Junegunn Choi created HBASE-29365:
-------------------------------------
Summary: Improve option parser of PerformanceEvaluation
Key: HBASE-29365
URL: https://issues.apache.org/jira/browse/HBASE-29365
Project: HBase
Issue Type: Bug
Components: PE
Reporter: Junegunn Choi
h2. Summary
{{PerformanceEvaluation.parseOpts}} spans over 300 lines long with significant
code duplication, and has several usability issues.
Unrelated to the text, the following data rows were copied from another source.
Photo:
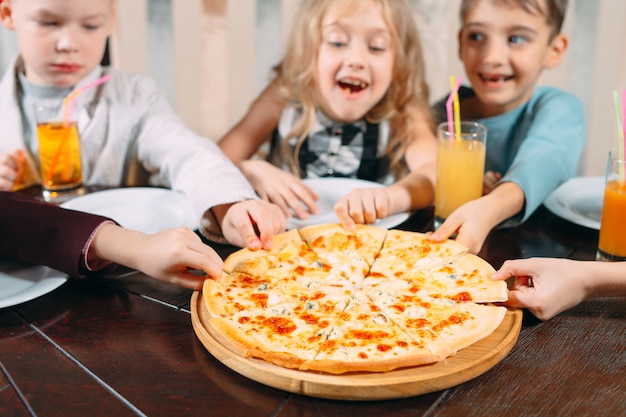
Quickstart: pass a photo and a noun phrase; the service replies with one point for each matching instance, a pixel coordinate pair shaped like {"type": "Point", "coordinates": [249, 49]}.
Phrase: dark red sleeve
{"type": "Point", "coordinates": [41, 233]}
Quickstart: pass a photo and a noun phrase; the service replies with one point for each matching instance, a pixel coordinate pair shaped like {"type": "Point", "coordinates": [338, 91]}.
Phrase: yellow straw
{"type": "Point", "coordinates": [455, 103]}
{"type": "Point", "coordinates": [457, 115]}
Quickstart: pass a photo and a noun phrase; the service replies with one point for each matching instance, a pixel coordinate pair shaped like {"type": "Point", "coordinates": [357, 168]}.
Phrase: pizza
{"type": "Point", "coordinates": [334, 300]}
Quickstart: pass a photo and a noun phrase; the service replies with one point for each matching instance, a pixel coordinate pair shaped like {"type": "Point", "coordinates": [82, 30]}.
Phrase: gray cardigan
{"type": "Point", "coordinates": [131, 136]}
It needs to be refactored
and improved.
*
[https://github.com/apache/hbase/blob/787f5459883211b6017cee6a9bcb109f3cb66ddb/hbase-diagnostics/src/main/java/org/apache/hadoop/hbase/PerformanceEvaluation.java#L2845-L3158]
h2. Problems
h3. Code duplication
The same code pattern is repeated for each option.
{code:java}
final String rows = "--rows=";
if (cmd.startsWith(rows)) {
opts.perClientRunRows = Long.parseLong(cmd.substring(rows.length()));
continue;
}
{code}
* Define the option prefix as a constant
* Check if the argument starts with the prefix
* Use {{substring}} to extract the value
* Move on to the next argument
We can easily refactor this pattern and reduce the code duplication.
h3. Usability issues
Malformed arguments are not handled gracefully, often resulting in confusing
error messages. Here are some examples.
h4. Confusing error messages
The {{--rows}} option expects a value, but if omitted, it prints a
{{ClassNotFoundException}} exception, followed by an error message that doesn't
clearly indicate the problem.
{noformat}
$ bin/hbase pe --rows
INFO [main {}] hbase.PerformanceEvaluation: No class found for command: --rows
java.lang.ClassNotFoundException: --rows
at
jdk.internal.loader.BuiltinClassLoader.loadClass(BuiltinClassLoader.java:641)
~[?:?]
at
jdk.internal.loader.ClassLoaders$AppClassLoader.loadClass(ClassLoaders.java:188)
~[?:?]
at java.lang.ClassLoader.loadClass(ClassLoader.java:525) ~[?:?]
at
org.apache.hadoop.hbase.PerformanceEvaluation.isCustomTestClass(PerformanceEvaluation.java:3258)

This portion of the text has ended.